Rather than seeing LiveWire as just a money pit, consider it a strategic hedge against industry disruption. Electric vehicles are transforming the automotive landscape, and Harley is positioning itself to be relevant regardless of how powertrain technologies evolve.
The real question isn't whether LiveWire is profitable today (it's not), but whether it gives Harley optionality in a rapidly changing market. If electric motorcycles gain mainstream adoption, Harley will be miles ahead of traditional competitors still figuring out battery technology.
5. Aggressive Buybacks Could Supercharge Returns
While the timing of Harley's past share repurchases deserves criticism, their current buyback program could prove incredibly bullish if the business stabilizes. With shares trading at just 7.6x earnings, each dollar spent on buybacks creates significantly more value than when the stock was at $40-50.
As I mentioned earlier, the announced $1 billion repurchase program through 2026 represents approximately ~30% of the current market cap. If Harley simply maintains its earnings power—let alone grows it—the reduction in share count will substantially increase EPS and potentially drive the stock higher.

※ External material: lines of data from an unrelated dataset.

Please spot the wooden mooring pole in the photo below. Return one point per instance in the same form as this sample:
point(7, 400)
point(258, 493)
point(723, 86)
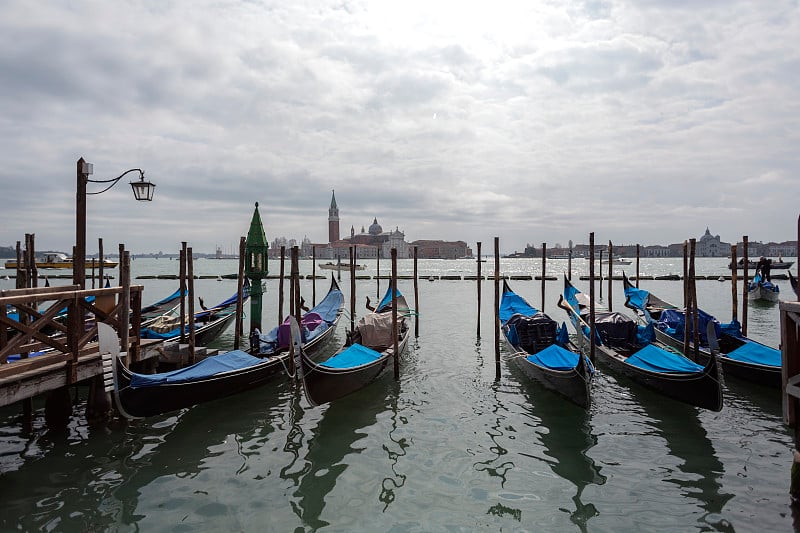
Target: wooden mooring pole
point(544, 271)
point(352, 289)
point(239, 326)
point(395, 330)
point(687, 298)
point(280, 286)
point(479, 290)
point(610, 272)
point(592, 341)
point(734, 286)
point(182, 275)
point(790, 373)
point(416, 295)
point(745, 281)
point(190, 288)
point(496, 313)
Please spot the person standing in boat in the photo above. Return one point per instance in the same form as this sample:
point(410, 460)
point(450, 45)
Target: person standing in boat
point(765, 269)
point(762, 262)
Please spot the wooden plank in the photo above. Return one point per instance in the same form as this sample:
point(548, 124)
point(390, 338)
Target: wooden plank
point(60, 294)
point(37, 291)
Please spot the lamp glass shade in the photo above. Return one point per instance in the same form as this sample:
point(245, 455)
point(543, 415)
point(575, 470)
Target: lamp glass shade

As long as the company manages its debt burden prudently and generates sufficient free cash flow, these buybacks represent a compelling use of capital at current valuations. Even modest operational improvements could combine with the reduced share count to deliver outsized shareholder returns.
The Bottom Line
Harley-Davidson is a classic case of conflicting signals. On one hand, the valuation metrics are screaming "buy!" louder than a Harley roaring down Main Street. But on the other hand, the company's deteriorating operational metrics suggest proceeding with caution.
So what gives? Why the massive discount?
Well, for starters, management's aggressive share buybacks at elevated prices destroyed a boatload of shareholder value. Instead of saddling up more debt to repurchase stock, Harley would've been better served investing that cash into new product development or paying down existing liabilities.

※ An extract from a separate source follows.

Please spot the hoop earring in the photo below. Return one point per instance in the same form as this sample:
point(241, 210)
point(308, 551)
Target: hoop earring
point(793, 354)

Sure, retiring half your shares might sound impressive, but if you overpay, it's all just smoke and mirrors.
Yet despite these missteps, I believe Harley still has a few key ingredients that could fuel a potential turnaround:
An iconic brand that's recognized from Milwaukee to Mumbai
Dominant market share in core segments
Strong cash generation ($1B+ last year)
A CEO with legit turnaround chops
At current valuations, Harley shares offer an intriguing asymmetric bet. If the new leadership team can simply stabilize the business the stock could see a major multiple expansion.
For now, I'm watching this one from the sidelines. The shrunken share count does provide a meaningful tailwind if they can kickstart growth in the core business again. But if bike sales keep declining and margins erode further, not even the mother of all buybacks will keep this stock running.

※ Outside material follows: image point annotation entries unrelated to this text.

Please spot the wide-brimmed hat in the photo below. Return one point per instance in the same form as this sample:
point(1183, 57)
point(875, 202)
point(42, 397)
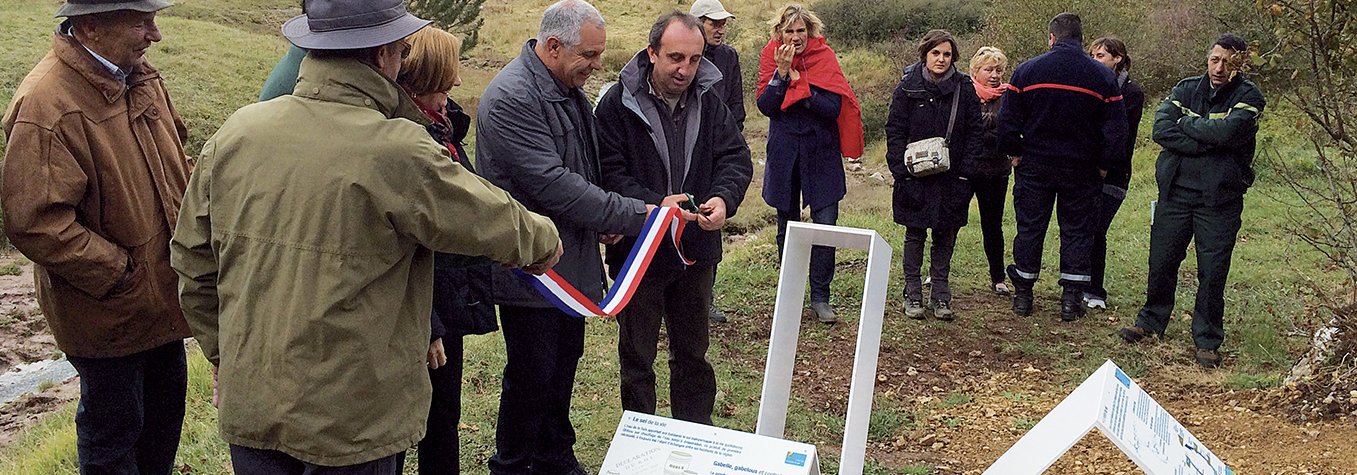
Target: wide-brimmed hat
point(352, 25)
point(709, 8)
point(87, 7)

As the old investing adage goes: "Don't try to catch a falling knife." Harley-Davidson might be exactly that—a "cheap" stock that keeps getting cheaper.
Personally, I'd rather wait for more evidence that management's turnaround plan is gaining traction before hitting the throttle on HOG shares. Fortune may favor the bold, but it rarely rewards the reckless.
I agree it is an interesting idea. To me HOG is an iconic brand, but perhaps changing customer tastes of the younger generation outweighs this. They seem to want to ride e-bikes and e-scooters, not Harleys. Financial performance has been poor for a long time. ROIC at 6% on average since 2009. Operating profit and the stock price peaked in 2006! I don't know the history of the company well enough, I wonder how many management teams have presented turnaround plans over the past 15 years.
Great piece, thanks for sharing. So HOG dominates a premium segment but with a ‘structural headwind’ - margin compression and decline in demand, so where does the CEO think the opportunity lies?